AI Discoverability
SEO Isn't Dead. It Split in Two.
Search did not disappear. It forked into classic Google results and AI-generated answers. Here is how to win both without doing the work twice.
SEO is not dying, it is splitting. Classic SEO still wins the Google links people click. Generative engine optimization (GEO) wins the AI answers people increasingly read instead of clicking. The two share one technical foundation, so the smart move is to build for both at once rather than pick a side, or worse, assume the old playbook still covers you.
- Classic SEO
- Google's blue links
- GEO
- AI-generated answers
- Shared base
- Fast, crawlable, structured
- Verdict
- Do both
For twenty years, "being found" meant one thing: ranking on Google. That is no longer the whole picture. A growing share of searches now end inside an AI answer (ChatGPT, Perplexity, Google's own AI Overviews) where the user reads a synthesised response and never sees a list of links. Search did not die. It forked. And most businesses are still optimizing for only one of the two branches.
What still works from classic SEO
Plenty. Google is not going anywhere, and the fundamentals still pay: fast pages, a clear structure, content that genuinely answers the query, and credible links pointing at you. If anything, AI has raised the bar on quality, because thin, keyword-stuffed pages are now ignored by both Google and the AI engines.
What is new with AI answers
AI engines do not rank ten links, they cite a few trusted sources inside one answer. Getting cited depends on being readable by AI crawlers (many do not run JavaScript), stating your answer clearly and early, marking up your pages with structured data, and being corroborated across the web. We cover the playbook in full in generative engine optimization.
The overlap is the good news
| Classic SEO | GEO | Shared foundation | |
|---|---|---|---|
| Goal | Rank in links | Get cited in answers | Be found |
| Wins on | Keywords, backlinks | Clarity, corroboration | Speed, structure, quality |
| Crawler runs JS? | Mostly yes | Often no | Serve raw HTML to be safe |
| Best content | Comprehensive page | Quotable answer | Both: lead with the answer, then go deep |
Notice the right-hand column.

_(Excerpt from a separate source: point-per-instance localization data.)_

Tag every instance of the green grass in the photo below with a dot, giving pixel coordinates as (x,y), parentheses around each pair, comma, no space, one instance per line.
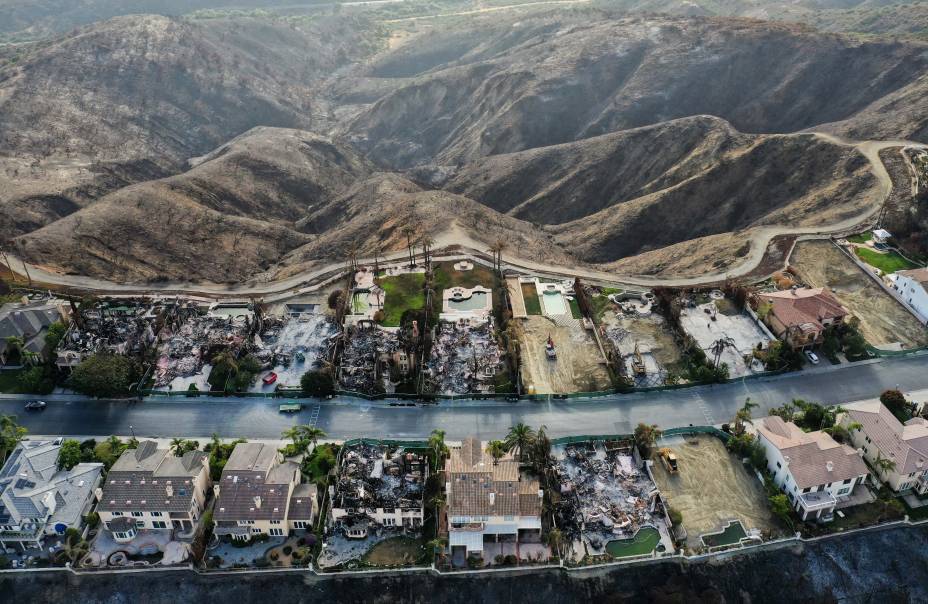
(888,263)
(530,295)
(9,381)
(403,292)
(644,542)
(861,237)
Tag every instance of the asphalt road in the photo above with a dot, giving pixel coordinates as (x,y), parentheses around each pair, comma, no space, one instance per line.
(345,418)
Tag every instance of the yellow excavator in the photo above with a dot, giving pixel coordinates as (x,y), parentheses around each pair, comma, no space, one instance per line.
(669,460)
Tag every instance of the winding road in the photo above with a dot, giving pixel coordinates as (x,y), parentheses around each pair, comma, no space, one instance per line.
(456,237)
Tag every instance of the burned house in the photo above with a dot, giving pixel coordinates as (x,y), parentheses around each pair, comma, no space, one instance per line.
(373,360)
(193,334)
(463,359)
(122,328)
(606,494)
(378,487)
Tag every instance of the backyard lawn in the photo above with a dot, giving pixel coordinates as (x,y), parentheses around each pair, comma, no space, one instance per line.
(9,381)
(397,551)
(888,263)
(644,542)
(530,295)
(402,292)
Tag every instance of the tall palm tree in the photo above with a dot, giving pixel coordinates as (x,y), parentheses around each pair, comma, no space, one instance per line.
(437,447)
(519,438)
(496,449)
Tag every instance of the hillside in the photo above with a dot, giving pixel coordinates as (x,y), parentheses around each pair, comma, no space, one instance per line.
(232,215)
(133,98)
(597,76)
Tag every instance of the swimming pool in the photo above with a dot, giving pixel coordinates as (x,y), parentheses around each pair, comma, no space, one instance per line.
(554,303)
(476,301)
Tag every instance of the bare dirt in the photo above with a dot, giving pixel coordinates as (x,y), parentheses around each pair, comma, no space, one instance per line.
(883,321)
(711,488)
(579,366)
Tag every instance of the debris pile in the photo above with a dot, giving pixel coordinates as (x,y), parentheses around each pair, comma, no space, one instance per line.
(463,359)
(191,336)
(375,484)
(119,328)
(604,494)
(365,365)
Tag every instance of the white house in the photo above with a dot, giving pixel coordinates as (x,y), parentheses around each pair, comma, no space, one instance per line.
(912,286)
(488,501)
(882,436)
(38,499)
(815,471)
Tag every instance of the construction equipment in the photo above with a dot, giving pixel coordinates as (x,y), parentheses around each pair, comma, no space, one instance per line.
(669,459)
(638,362)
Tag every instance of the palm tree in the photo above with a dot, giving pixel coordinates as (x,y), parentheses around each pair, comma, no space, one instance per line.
(520,437)
(437,446)
(884,464)
(743,416)
(73,549)
(496,449)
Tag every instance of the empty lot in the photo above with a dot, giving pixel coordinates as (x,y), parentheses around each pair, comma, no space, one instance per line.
(883,321)
(711,488)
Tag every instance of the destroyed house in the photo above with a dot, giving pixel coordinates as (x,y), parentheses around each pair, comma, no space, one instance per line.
(155,489)
(489,500)
(378,486)
(260,492)
(38,499)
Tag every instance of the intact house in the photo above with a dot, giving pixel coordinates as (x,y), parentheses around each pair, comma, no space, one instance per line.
(882,436)
(816,472)
(488,501)
(260,492)
(37,499)
(378,487)
(29,321)
(152,489)
(912,287)
(800,316)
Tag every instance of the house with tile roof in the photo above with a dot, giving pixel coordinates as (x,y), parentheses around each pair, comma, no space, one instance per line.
(261,492)
(882,436)
(37,499)
(816,472)
(155,489)
(488,500)
(912,287)
(800,316)
(29,321)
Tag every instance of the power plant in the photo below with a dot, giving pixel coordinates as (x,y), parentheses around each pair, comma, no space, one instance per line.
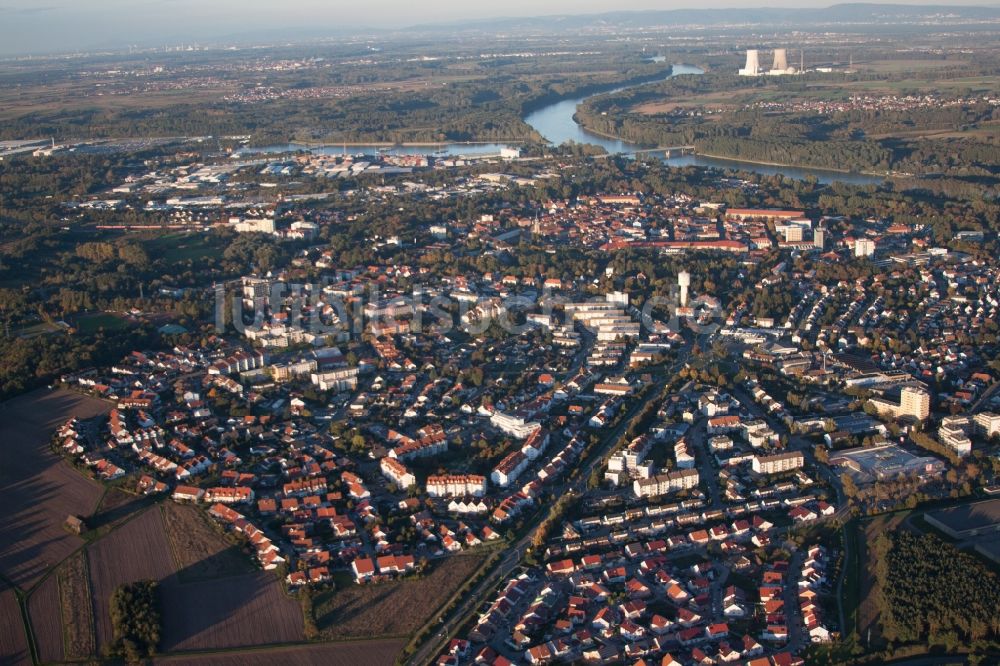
(752,68)
(779,66)
(780,62)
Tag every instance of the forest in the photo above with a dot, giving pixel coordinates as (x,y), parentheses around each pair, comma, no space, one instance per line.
(137,622)
(933,593)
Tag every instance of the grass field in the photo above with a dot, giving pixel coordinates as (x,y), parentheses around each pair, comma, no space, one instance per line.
(345,653)
(92,323)
(175,247)
(398,608)
(200,552)
(13,641)
(38,489)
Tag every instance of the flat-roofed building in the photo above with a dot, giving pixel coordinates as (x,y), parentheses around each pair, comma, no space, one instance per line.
(986,424)
(779,462)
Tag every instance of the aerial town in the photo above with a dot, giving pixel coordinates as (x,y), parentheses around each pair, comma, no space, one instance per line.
(648,338)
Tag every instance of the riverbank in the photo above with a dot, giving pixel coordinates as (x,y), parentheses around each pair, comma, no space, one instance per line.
(538,103)
(743,160)
(405,144)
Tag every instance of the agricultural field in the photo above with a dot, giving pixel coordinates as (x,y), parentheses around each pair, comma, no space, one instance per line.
(13,641)
(358,611)
(77,609)
(199,550)
(347,653)
(252,609)
(138,550)
(38,490)
(44,611)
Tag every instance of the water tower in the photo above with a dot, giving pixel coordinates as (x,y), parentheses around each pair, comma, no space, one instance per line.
(780,61)
(684,281)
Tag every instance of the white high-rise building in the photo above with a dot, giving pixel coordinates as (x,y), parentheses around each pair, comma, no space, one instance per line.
(914,402)
(864,247)
(780,61)
(819,237)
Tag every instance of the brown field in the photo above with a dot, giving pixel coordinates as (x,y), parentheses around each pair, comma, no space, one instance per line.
(199,550)
(909,65)
(46,620)
(232,612)
(351,653)
(13,642)
(137,550)
(37,488)
(77,608)
(361,611)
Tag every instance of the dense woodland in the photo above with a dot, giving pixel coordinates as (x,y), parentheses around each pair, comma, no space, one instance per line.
(933,593)
(136,618)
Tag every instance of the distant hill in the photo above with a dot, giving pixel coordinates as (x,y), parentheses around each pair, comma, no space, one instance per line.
(845,14)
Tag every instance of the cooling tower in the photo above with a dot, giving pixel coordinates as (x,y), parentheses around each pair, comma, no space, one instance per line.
(780,62)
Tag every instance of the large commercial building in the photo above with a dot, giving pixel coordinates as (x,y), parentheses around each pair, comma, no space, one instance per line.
(954,433)
(886,462)
(343,379)
(779,462)
(661,484)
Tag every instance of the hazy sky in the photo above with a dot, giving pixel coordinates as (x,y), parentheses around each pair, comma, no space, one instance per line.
(32,26)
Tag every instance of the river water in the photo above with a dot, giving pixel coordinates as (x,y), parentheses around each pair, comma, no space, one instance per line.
(555,122)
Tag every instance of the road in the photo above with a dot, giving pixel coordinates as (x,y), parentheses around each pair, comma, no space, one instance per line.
(793,614)
(454,620)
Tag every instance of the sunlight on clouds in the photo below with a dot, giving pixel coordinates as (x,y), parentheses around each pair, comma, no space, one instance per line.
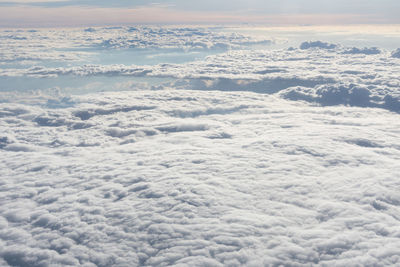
(75,16)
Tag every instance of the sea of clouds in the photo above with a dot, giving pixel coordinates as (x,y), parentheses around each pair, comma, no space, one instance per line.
(248,157)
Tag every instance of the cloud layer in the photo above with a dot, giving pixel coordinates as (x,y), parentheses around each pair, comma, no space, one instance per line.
(187,178)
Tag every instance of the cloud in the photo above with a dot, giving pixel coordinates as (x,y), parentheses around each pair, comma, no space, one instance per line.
(182,177)
(317,44)
(396,54)
(88,15)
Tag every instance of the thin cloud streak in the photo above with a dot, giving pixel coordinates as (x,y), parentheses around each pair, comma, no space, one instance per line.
(26,16)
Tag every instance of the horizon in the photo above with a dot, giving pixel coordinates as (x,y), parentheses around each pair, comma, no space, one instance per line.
(58,13)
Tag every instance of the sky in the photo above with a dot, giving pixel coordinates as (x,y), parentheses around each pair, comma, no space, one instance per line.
(28,13)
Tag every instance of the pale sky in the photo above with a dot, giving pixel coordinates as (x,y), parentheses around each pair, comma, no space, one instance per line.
(28,13)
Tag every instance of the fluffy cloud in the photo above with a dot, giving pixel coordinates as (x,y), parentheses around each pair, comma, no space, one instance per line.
(396,54)
(365,77)
(178,177)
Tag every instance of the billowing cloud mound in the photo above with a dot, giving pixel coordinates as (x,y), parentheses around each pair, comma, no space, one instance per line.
(66,45)
(317,44)
(189,178)
(396,54)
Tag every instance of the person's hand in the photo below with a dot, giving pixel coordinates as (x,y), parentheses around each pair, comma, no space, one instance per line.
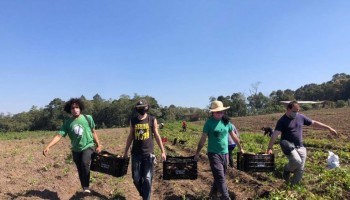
(99,149)
(242,151)
(333,131)
(46,151)
(196,157)
(125,156)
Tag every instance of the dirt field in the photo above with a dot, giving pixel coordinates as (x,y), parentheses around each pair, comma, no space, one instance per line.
(27,174)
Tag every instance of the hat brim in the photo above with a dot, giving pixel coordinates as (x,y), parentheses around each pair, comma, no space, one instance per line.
(141,106)
(219,109)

Fast, crawlable, structured, well-written content serves both branches. You do not run two separate programmes. You build one solid foundation and tune the edges for each.
What to stop doing
- Keyword-stuffing. Both Google and AI engines treat it as a quality signal, a negative one.
- Hiding your content behind JavaScript. If a non-JS AI crawler sees an empty page, you cannot be cited.
- Chasing volume over clarity. A long, vague page loses to a short, precise one in AI answers every time.
- Ignoring your off-site presence. Reviews, directories and mentions feed both rankings and citations.
A combined checklist
- Fix the foundation: Fast load, crawlable raw HTML, clean structure, mobile-first. This serves both branches.
- Add structured data: schema.org markup for your organisation, services, articles and FAQs.
- Lead with the answer: Open each page with a clear, quotable summary, then expand into depth for Google.
- Build corroboration: Consistent listings, reviews and mentions so AI reads you as a real, trusted entity.
- Measure both: Track Google rankings and whether ChatGPT, Claude and Perplexity name you.
What it means for a London or Brighton business
Local is where the split is most winnable. When someone asks an AI assistant for the best provider in Brighton or London, very few competitors have done the GEO work, so the field is open. Do the shared foundation well and tune for both, and you can hold the Google result *and* the AI answer while rivals fight over one of them.
Win the link and the AI answer.
We build sites that rank on Google and get cited by AI in one pass. Book a free intro call for an audit of where you stand on both today.
Book a free intro callFrequently asked questions
Is SEO still worth doing in 2026?
Yes. Google still drives the majority of discovery, and the fundamentals (fast, crawlable, well-structured, genuinely useful content) now also feed AI answer engines. SEO has not died, it has expanded to include getting cited by AI.
Do I have to choose between SEO and GEO?
No, and you should not. They share a technical foundation, so most of the work counts twice. You build one solid base and tune the edges: comprehensive pages for Google, clear quotable answers and corroboration for AI.
Will AI search kill website traffic?
It changes it. Some informational clicks are absorbed into AI answers, which is exactly why being the cited source matters more now, not less. High-intent buyers still click through to book, buy and contact.